Zinc–Homocysteine binding in cobalamin‐dependent methionine synthase and its role in the substrate activation: DFT, ONIOM, and QM/MM molecular dynamics studies

Abstract

Cobalamin-dependent methionine synthase (MetH) is an important metalloenzyme responsible for the biosynthesis of methionine. It catalyzes methyl transfer from N(5)-methyl-tetrahydrofolate to homocysteine (Hcy) by using a zinc ion to activate the Hcy substrate. Density functional theory (B3LYP) calculations on the active-site model in gas phase and in a polarized continuum model were performed to study the Zn coordination changes from the substrate-unbound state to the substrate-bound state. The protein effect on the Zn(2+) coordination exchange was further investigated by ONIOM (B3LYP:AMBER)-ME and EE calculations. The Zn(2+)-coordination exchange is found to be highly unfavorable in the gas phase with a high barrier and endothermicity.

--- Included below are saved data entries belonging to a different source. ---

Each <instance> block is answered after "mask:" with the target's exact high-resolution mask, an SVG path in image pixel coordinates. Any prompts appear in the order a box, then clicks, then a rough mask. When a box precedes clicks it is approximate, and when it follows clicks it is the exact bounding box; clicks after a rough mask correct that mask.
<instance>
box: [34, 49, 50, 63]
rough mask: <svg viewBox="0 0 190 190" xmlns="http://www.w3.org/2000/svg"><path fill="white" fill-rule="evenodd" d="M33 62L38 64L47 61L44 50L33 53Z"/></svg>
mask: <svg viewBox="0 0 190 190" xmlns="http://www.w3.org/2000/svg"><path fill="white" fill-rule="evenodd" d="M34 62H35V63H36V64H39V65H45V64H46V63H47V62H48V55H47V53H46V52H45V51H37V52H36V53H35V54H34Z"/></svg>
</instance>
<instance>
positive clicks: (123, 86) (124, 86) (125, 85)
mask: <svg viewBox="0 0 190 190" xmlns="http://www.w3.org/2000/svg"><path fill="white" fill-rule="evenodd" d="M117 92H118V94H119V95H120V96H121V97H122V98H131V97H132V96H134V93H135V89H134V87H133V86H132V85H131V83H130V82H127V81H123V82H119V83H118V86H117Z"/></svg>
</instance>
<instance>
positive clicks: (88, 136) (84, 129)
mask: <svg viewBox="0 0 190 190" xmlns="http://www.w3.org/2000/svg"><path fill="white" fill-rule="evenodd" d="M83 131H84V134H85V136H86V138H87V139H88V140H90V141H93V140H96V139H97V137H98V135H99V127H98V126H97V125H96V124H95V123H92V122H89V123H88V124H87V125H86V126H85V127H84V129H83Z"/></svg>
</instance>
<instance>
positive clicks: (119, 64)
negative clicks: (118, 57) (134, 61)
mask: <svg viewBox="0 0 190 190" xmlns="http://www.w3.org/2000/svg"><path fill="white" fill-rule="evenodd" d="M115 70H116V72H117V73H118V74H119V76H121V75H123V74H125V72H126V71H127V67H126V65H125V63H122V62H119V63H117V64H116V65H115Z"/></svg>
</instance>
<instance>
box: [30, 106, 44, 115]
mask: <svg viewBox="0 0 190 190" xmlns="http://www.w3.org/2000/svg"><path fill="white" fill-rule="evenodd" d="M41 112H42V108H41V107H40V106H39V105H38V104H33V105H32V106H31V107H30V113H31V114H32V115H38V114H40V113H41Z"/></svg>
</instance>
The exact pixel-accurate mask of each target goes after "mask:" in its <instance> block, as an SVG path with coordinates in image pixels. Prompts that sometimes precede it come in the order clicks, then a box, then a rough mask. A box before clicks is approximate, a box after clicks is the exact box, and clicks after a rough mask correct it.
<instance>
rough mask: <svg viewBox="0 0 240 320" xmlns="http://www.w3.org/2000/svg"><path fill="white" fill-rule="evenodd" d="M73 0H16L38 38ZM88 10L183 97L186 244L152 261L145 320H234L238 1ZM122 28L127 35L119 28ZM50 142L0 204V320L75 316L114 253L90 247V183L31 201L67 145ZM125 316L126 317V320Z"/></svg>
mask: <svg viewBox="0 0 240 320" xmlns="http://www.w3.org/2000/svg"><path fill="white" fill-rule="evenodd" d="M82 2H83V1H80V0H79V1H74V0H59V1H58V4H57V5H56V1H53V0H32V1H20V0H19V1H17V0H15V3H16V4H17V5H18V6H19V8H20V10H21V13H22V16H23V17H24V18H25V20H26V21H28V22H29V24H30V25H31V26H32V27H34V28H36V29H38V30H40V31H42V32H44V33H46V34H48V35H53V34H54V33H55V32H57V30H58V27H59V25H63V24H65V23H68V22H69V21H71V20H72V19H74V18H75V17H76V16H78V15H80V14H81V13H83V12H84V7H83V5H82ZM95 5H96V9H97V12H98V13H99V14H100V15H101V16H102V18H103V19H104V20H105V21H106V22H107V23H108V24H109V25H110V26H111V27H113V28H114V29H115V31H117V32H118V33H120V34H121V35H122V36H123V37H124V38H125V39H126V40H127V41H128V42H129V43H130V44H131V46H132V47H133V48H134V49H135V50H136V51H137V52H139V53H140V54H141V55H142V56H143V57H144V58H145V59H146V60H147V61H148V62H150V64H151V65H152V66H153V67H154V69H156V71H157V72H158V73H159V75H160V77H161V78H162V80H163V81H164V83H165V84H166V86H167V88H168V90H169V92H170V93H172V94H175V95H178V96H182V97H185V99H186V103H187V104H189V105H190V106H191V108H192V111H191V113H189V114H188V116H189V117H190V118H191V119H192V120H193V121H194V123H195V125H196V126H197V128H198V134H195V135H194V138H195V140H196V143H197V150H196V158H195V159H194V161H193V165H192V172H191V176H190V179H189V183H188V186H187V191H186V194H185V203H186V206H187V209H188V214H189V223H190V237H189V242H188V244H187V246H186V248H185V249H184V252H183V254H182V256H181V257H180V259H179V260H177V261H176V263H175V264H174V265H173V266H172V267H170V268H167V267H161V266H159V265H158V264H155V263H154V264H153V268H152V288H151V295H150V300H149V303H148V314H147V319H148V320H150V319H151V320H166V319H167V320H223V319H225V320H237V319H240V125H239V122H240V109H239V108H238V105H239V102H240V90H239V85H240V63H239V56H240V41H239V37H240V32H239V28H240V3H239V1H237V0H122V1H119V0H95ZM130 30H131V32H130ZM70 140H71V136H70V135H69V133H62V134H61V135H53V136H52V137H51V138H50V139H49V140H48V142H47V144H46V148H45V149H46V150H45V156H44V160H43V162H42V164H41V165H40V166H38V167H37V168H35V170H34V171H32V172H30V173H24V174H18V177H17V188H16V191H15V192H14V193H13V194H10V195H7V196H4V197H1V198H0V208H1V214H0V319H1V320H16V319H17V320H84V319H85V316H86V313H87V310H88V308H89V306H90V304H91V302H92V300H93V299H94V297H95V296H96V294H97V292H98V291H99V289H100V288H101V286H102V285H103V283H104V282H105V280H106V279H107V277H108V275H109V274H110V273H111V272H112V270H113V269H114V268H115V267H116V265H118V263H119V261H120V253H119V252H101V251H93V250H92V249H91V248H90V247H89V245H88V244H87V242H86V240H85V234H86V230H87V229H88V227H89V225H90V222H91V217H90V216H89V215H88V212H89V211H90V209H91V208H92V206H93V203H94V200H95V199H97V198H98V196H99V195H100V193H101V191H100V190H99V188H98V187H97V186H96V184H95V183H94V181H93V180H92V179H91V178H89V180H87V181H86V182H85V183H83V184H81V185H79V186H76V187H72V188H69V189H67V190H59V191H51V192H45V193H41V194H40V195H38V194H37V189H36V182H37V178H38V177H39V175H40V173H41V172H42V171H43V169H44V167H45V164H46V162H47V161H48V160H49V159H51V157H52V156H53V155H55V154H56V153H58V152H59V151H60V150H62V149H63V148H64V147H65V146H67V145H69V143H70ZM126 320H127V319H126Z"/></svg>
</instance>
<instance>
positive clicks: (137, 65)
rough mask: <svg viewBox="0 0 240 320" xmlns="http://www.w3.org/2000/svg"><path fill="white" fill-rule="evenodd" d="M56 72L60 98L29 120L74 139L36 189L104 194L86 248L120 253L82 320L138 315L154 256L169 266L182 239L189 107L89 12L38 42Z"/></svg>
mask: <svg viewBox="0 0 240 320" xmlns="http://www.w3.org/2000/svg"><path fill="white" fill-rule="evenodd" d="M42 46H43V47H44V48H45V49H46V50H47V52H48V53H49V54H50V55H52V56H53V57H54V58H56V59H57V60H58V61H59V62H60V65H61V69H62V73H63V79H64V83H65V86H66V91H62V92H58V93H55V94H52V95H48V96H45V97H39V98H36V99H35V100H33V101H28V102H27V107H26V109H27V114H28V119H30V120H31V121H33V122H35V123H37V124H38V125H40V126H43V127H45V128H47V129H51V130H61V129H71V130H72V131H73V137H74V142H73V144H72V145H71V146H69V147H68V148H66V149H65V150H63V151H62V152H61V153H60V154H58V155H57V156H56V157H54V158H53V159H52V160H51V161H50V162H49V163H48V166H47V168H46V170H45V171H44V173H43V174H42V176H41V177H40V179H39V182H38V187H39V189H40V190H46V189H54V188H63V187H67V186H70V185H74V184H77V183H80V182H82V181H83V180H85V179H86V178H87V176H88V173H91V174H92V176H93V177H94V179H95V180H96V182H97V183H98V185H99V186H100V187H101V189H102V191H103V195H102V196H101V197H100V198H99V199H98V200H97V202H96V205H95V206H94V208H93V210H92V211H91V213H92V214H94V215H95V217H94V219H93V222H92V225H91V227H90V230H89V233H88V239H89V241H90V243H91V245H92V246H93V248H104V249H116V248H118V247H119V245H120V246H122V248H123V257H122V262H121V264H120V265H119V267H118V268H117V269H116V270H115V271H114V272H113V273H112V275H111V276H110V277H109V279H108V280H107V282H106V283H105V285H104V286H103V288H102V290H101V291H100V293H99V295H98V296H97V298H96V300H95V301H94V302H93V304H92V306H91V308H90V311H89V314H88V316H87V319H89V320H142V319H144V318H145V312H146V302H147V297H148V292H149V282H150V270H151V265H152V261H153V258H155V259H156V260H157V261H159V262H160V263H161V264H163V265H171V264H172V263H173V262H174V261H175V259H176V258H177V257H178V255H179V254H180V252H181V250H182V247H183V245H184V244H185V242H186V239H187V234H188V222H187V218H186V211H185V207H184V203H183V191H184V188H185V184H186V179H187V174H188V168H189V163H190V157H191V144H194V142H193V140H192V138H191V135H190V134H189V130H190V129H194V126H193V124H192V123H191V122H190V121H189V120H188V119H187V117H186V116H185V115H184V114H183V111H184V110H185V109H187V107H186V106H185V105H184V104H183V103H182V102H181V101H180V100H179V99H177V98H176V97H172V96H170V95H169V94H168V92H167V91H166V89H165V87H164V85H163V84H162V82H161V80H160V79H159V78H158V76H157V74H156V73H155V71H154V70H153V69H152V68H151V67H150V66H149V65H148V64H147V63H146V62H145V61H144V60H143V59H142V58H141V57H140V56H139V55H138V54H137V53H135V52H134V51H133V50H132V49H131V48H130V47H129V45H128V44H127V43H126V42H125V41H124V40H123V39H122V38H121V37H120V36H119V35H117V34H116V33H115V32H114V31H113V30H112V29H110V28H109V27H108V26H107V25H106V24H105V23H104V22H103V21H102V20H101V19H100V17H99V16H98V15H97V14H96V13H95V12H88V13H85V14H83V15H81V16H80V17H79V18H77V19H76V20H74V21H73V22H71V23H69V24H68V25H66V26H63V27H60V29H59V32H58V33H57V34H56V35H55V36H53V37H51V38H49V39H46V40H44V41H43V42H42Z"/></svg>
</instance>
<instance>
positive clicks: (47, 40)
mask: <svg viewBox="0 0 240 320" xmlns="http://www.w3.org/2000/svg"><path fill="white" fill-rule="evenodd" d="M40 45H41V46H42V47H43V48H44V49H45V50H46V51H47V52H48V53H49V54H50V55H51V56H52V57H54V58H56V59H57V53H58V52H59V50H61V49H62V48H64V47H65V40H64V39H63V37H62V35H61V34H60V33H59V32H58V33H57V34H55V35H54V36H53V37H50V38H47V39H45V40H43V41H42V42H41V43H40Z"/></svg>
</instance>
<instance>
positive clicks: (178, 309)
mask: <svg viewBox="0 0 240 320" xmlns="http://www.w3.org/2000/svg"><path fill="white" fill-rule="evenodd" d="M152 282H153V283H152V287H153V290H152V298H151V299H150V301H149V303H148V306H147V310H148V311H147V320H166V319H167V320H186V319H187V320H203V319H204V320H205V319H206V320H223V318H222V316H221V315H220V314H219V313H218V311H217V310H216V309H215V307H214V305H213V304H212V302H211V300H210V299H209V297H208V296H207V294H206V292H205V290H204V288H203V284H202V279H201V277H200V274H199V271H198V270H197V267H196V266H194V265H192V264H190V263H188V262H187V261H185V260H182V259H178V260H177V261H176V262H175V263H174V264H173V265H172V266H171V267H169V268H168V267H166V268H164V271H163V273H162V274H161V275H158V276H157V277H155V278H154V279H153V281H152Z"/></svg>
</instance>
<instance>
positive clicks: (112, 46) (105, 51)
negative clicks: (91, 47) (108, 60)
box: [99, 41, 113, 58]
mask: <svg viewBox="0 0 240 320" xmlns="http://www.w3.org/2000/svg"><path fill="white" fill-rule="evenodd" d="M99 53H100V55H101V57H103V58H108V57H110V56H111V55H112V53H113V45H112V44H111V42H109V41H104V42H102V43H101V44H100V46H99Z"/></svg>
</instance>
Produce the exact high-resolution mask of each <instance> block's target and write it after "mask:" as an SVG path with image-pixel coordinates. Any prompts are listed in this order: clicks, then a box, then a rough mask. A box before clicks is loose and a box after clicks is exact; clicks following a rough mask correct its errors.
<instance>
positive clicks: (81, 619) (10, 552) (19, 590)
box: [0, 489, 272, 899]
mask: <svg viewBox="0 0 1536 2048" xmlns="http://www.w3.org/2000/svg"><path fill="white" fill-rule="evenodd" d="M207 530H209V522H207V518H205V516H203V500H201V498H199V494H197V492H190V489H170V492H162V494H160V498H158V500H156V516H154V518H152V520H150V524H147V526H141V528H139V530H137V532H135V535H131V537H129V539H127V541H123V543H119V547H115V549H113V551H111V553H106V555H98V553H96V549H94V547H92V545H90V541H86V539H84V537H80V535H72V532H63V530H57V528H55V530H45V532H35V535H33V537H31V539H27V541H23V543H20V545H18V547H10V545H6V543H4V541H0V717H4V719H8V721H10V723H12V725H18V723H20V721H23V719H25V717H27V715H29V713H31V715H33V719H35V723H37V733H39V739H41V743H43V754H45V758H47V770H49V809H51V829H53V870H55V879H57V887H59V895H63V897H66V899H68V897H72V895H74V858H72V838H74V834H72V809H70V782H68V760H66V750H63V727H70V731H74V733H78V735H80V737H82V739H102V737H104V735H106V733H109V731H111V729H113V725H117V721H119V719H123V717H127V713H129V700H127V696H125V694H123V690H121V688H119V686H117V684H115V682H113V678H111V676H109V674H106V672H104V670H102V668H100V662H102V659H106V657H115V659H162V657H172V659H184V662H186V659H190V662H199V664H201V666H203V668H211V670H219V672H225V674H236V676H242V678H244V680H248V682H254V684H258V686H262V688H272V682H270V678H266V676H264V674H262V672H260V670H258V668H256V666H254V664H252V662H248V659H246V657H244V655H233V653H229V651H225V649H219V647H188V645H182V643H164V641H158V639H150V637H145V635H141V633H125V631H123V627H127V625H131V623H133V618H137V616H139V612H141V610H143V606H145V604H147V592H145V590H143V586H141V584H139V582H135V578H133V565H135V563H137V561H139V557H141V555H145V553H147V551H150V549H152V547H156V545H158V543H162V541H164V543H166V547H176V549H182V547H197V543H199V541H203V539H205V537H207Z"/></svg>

In the water solution, the reaction becomes exothermic and the reaction barrier is drastically decreased to about 10.0 kcal/mol. A considerable protein effect on the coordination exchange was also found; the reaction is even more exothermic and occurs without barrier. The enzyme was suggested to constrain the zinc coordination sphere in the reactant state (Hcy-unbound state) more than that in the product state (Hcy-bound state), which promotes ligation of the Hcy substrate. Molecular dynamics simulations using molecular mechanics (MM) and PM3/MM potentials suggest a correlation between the flexibility of the Zn(2+)-binding site and regulation of the enzyme function. Directed in silico mutations of selected residues in the active site were also performed. Our studies support a dissociative mechanism starting with the Zn-O(Asn234) bond breaking followed by the Zn-S((Hcy)) bond formation; the proposed associative mechanism for the Zn(2+)-coordination exchange is not supported.